Import a text format data with different delimiters into Stata

Tony Shayan

Join Date: Jun 2021

Posts: 25
#1

Import a text format data with different delimiters into Stata

07 Feb 2023, 11:44

Hello,

I have a (series of) text file that use the following delimiters :

Column: ‘~’ (including the single quotes)
Row: #@#@#

I could not be able to import this data into Stata. Is there a way to import this data into Stata ? I would appreciate if you could help me.

Kind regards,
Shayan

P.S: I leave a small part of the text file below
Example :

A'~'165390'~'1469'~'40'~'2022-01-01 00:00:00'~'Sazon Chileno C.A'~'Venezuela'~''~''~''~''~'Venezuela'~'12811919 8'~'SAZON CHILENO, C.A'~'PRINCIPAL LA GUAIRA'~''~''~''~''~''~''~'United States'~'ESTADOS UNIDOS'~'Maritime'~'18063120000'~'1'~'.11636363636 363636'~'1422'~'1280'~'1065'~'4930'~'99'~'2022-08-15 00:00:00#@#@#A'~'165582'~'1469'~'40'~'2022-01-01 00:00:00'~'Recimetales C.A'~''~''~''~''~''~'Venezuela'~'87583138'~'RECIME TALES, C.A'~'PRINCIPAL LA GUAIRA'~'
Tags: None
Jorge L. Guzman

Join Date: Mar 2015

Posts: 50
#2

07 Feb 2023, 12:01

Hi Tony,
After you import the data, you could try:

Code:

split variable1, p("'~'")

The result would be several variables that you can rename as you wish.
Kind regards,
Jorge
Comment
Mike Lacy

Join Date: Apr 2014

Posts: 2416
#3

07 Feb 2023, 12:43

The data sample provided is not completely sufficient for an optimal answer, as among other things, we don't know how/if variable names are present in the file, and how *actual* line breaks are encoded. (The sample almost suggests that the whole file is just a string of characters without any end of line characters, but I'd suspect that's not true.) I'm assuming, though, that there are variable names and that preserving them, rather than having to rename each one, would be desirable.

With those caveats, I would approach this by using fileread()/filewrite() to make the input more "standard," and then use -import delimited-. A similar approach could be done with -filefilter-, but I prefer fileread/filewrite.
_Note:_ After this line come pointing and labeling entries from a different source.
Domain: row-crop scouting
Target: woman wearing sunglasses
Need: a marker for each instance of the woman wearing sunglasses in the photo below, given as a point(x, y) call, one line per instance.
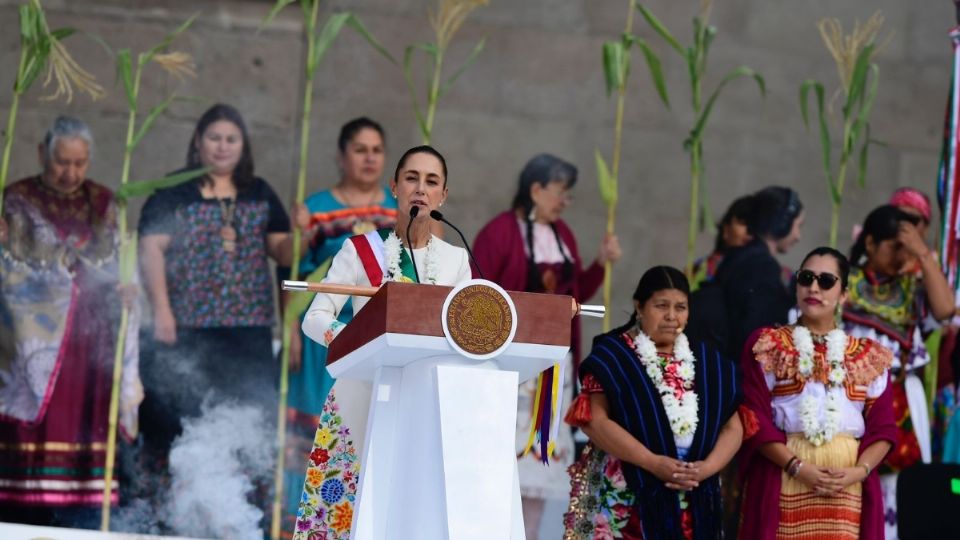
point(817, 416)
point(896, 307)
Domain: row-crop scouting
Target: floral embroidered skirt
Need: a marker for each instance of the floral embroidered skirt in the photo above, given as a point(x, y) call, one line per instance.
point(333, 468)
point(601, 504)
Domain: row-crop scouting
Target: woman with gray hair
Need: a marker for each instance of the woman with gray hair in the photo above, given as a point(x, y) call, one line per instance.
point(529, 248)
point(58, 277)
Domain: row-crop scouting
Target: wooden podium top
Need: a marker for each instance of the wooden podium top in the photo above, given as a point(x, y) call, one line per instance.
point(410, 308)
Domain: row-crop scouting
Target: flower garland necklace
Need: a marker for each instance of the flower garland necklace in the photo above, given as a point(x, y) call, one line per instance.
point(813, 430)
point(393, 245)
point(682, 412)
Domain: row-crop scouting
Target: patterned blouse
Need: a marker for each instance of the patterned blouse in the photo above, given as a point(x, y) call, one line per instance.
point(209, 286)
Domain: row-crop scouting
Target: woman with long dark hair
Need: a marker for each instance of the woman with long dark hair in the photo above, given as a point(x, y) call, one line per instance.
point(205, 250)
point(660, 414)
point(530, 248)
point(817, 416)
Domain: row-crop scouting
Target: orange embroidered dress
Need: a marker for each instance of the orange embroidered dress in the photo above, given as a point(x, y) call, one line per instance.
point(783, 405)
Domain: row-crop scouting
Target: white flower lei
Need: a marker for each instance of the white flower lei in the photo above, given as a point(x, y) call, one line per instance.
point(393, 245)
point(682, 413)
point(816, 433)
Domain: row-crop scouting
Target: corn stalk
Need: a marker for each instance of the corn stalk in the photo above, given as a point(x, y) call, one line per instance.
point(317, 45)
point(859, 78)
point(41, 48)
point(445, 22)
point(616, 68)
point(695, 56)
point(130, 74)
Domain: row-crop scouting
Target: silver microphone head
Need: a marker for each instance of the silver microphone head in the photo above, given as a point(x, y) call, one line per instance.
point(592, 310)
point(290, 285)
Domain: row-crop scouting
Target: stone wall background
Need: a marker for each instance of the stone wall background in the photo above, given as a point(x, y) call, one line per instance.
point(537, 87)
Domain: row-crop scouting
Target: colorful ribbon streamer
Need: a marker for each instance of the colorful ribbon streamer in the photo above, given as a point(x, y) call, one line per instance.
point(545, 416)
point(948, 187)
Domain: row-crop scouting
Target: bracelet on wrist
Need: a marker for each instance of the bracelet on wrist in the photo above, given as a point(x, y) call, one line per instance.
point(795, 468)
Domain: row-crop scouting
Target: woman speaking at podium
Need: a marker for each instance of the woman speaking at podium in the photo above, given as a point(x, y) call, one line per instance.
point(333, 468)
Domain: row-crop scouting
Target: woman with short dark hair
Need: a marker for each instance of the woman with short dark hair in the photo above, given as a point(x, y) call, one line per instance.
point(531, 248)
point(359, 203)
point(661, 416)
point(205, 247)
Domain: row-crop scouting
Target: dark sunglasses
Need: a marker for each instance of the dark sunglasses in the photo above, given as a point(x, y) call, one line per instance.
point(805, 278)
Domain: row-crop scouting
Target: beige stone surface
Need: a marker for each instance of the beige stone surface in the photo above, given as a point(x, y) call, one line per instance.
point(538, 86)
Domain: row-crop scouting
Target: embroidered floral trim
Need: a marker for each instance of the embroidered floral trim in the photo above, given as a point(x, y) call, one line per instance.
point(681, 406)
point(333, 469)
point(775, 350)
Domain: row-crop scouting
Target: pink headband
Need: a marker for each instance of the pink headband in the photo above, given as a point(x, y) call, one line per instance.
point(912, 198)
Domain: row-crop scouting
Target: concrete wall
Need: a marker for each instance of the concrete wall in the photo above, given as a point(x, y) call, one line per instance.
point(538, 86)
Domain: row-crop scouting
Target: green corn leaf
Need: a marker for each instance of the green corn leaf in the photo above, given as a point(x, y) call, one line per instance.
point(155, 112)
point(656, 70)
point(62, 33)
point(408, 76)
point(613, 57)
point(822, 117)
point(659, 28)
point(145, 188)
point(329, 32)
point(167, 40)
point(35, 64)
point(862, 162)
point(691, 60)
point(866, 106)
point(128, 258)
point(456, 75)
point(354, 22)
point(858, 80)
point(125, 74)
point(710, 32)
point(607, 184)
point(742, 71)
point(28, 23)
point(835, 195)
point(274, 11)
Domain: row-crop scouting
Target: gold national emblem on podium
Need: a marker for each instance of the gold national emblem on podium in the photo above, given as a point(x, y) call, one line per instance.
point(479, 319)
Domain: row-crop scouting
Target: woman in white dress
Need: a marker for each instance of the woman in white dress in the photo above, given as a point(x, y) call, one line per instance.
point(329, 494)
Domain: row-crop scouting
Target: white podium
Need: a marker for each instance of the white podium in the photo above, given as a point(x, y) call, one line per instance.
point(439, 458)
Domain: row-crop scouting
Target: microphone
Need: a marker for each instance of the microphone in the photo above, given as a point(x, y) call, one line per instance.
point(435, 214)
point(414, 210)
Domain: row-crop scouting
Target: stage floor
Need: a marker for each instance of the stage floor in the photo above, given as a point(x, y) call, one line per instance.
point(16, 531)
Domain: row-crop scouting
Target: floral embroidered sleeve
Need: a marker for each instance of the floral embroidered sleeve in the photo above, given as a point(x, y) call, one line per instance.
point(579, 414)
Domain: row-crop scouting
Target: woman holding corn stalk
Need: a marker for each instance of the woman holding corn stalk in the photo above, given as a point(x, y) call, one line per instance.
point(205, 246)
point(358, 204)
point(59, 268)
point(891, 303)
point(530, 248)
point(660, 412)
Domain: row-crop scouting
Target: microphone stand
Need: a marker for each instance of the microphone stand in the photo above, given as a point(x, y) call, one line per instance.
point(435, 214)
point(414, 210)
Either of these Stata commands should be very fast.

Code:

// Choose a delimiter character not used in the data file. I'm using tab, ascii 009. local delimiter = char(9) // Choose the end of line character(s) you want. I'm using a carriage return, // ascii 013, which I think will work under any OS. local eoln = char(13) // Read your file and change the odd characters to something standard. clear set obs 1 gen strL s = fileread("original file.txt") replace s = subinstr(s, "'~'", "`delimiter'", .) replace s = subinstr(s, "#@#@#", "`eoln'", .) gen b = filewrite("new file.tab", s) clear import delimited using "new file.tab", delimiter(tab) // Where there were actual end of line characters in the // original file, you'll probably get blank lines, // and I'd delete them here.

The preceding could be adapted to be used in a loop over multiple different files, which I gather is relevant to the situation.

Finally, I'd note that, because I didn't have a real example file to work with, there might well be some errors here, but the concept should be fine.
3 likes
Comment
Rich Goldstein

Join Date: Mar 2014

Posts: 4466
#4

07 Feb 2023, 13:32

you might want to take a look at:

Code:

h filefilter
Comment
Clyde Schechter

Join Date: Apr 2014

Posts: 30117
#5

07 Feb 2023, 13:33

I strongly endorse Mike Lacy's solution in #3.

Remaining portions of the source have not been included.